NoSQL Live Trip Report

Here’s an edited version of the trip report I sent out. More commentary below.

There’s no better way to feel old than to attend a conference on a technology that’s currently at the top of its hype cycle. There might have been a handful of others there – out of almost 300 – who were my age or older, but there were more who were half that. Overall interest/excitement level seemed high, but probably not as high as some of the previous NoSQL conferences. In one of the early presentations, the presenter claimed that “NoSQL” as a brand was probably close to the peak of the Gartner hype cycle; based on the number of NoSQL-backlash articles I’ve seen I would have said we’re already heading for the “trough of disillusionment” and what I saw at the conference confirmed that. People are beginning to think about how they’ll use NoSQL in actual live production, and seeing some weaknesses. More about that in a bit, but first some quick notes.

  • “No-sequel” is much more common that “no-S-Q-L” but that battle will probably continue forever.
  • There was surprisingly little talk about whether NoSQL means NO SQL or Not Only SQL, whether it’s more to do with SQL or ACID, etc. I guess people have (finally) decided those matters are settled.
  • The Azure Storage guy wasn’t getting a lot of love. Even MySQL seemed to be more favorably viewed, with more than one person saying if it works for you then use it.
  • The Gear6/memcached guy wasn’t getting much love either. Most people seemed to think memcache doesn’t qualify as NoSQL (and they’re right
    IMO). A surprising number mentioned using it in combination with NoSQL to absorb reads, particularly for a more write-optimized store like Cassandra, but none liked it.
  • Numbers: Twitter over 9B rows, StumbleUpon over 12B (36 hours to load).
  • “Object Relational Mappers are the Viet Nam of computer science” — Jonathan Ellis
  • “The relationship between SQL and document databases is the same as between static typing and duck typing” — Paul Davis

One recurring theme was raising the semantic level of NoSQL stores. Secondary indices and complex range/boolean queries came up again and
again, with vendors who support them (e.g. Couch or Mongo) quick to mention it and others (e.g. Cassandra or Riak) eager to talk about roadmaps. I guess everyone’s catching the meme at the same time, because as of just a couple of weeks ago I had occasion to write about some of these issues a bit and during my research found that on most of the projects nobody seemed to be taking them very seriously. Nobody likes transactions, nobody likes joins, but there seems to be growing acceptance that something beyond get/set/delete would be nice. Even Voldemort, which has generally the most bare-bones API, is going to add atomic queue operations.
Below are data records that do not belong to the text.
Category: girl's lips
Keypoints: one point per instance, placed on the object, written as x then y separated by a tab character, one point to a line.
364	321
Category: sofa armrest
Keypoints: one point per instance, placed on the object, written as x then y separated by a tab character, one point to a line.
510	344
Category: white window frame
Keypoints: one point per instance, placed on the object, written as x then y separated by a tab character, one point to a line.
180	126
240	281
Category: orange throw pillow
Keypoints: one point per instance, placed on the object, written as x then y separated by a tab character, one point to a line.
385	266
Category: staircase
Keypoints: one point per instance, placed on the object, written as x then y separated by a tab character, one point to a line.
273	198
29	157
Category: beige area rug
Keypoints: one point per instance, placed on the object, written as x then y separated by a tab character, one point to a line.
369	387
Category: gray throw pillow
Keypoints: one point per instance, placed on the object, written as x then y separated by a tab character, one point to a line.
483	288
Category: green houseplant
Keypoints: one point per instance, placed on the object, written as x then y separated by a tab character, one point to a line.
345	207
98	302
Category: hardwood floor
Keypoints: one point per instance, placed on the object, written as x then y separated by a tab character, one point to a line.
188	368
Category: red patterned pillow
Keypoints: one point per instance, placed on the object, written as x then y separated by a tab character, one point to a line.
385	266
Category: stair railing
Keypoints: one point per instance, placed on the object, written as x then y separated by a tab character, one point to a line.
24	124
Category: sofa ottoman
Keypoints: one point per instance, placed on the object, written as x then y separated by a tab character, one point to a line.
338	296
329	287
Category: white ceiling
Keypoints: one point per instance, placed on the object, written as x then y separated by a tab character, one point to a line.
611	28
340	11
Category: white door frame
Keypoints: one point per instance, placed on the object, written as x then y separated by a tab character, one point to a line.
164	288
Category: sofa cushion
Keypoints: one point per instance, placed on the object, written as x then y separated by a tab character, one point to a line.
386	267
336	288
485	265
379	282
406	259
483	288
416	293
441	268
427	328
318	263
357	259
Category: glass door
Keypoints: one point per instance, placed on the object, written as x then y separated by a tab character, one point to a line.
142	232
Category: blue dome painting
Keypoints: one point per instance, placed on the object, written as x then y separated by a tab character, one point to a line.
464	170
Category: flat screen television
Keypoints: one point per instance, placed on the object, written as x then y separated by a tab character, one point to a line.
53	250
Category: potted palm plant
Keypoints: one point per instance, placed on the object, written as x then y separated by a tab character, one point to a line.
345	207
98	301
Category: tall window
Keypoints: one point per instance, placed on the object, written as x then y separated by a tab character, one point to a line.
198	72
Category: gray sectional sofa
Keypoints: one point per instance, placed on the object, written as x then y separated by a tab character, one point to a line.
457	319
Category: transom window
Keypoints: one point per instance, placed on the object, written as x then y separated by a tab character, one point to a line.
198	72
The “NoSQL in the Cloud” panel was particularly interesting. Jonathan Ellis, of Rackspace and Cassandra, made the controversial statement that cloud and NoSQL do *not* go well together, because if you’re small enough to be running your apps in the cloud then you’re not big enough to need the scale of NoSQL. This was closely related to the issue of multi-tenancy. There were three people there who have actually run hosted database services – Rackspace and Heroku with MySQL, Cloudant with CouchDB. They agreed that it was very difficult, especially with respect to performance isolation and preventing one careless customer from effectively destroying others’ performance. Without solving that problem, which none of the projects seem interested in doing any time soon, deployment as a shared service is likely to be far less common than deployment within users’ own VMs. Also relevant is Ellis’s comment that a cloud colocated with managed servers has significant appeal to many users.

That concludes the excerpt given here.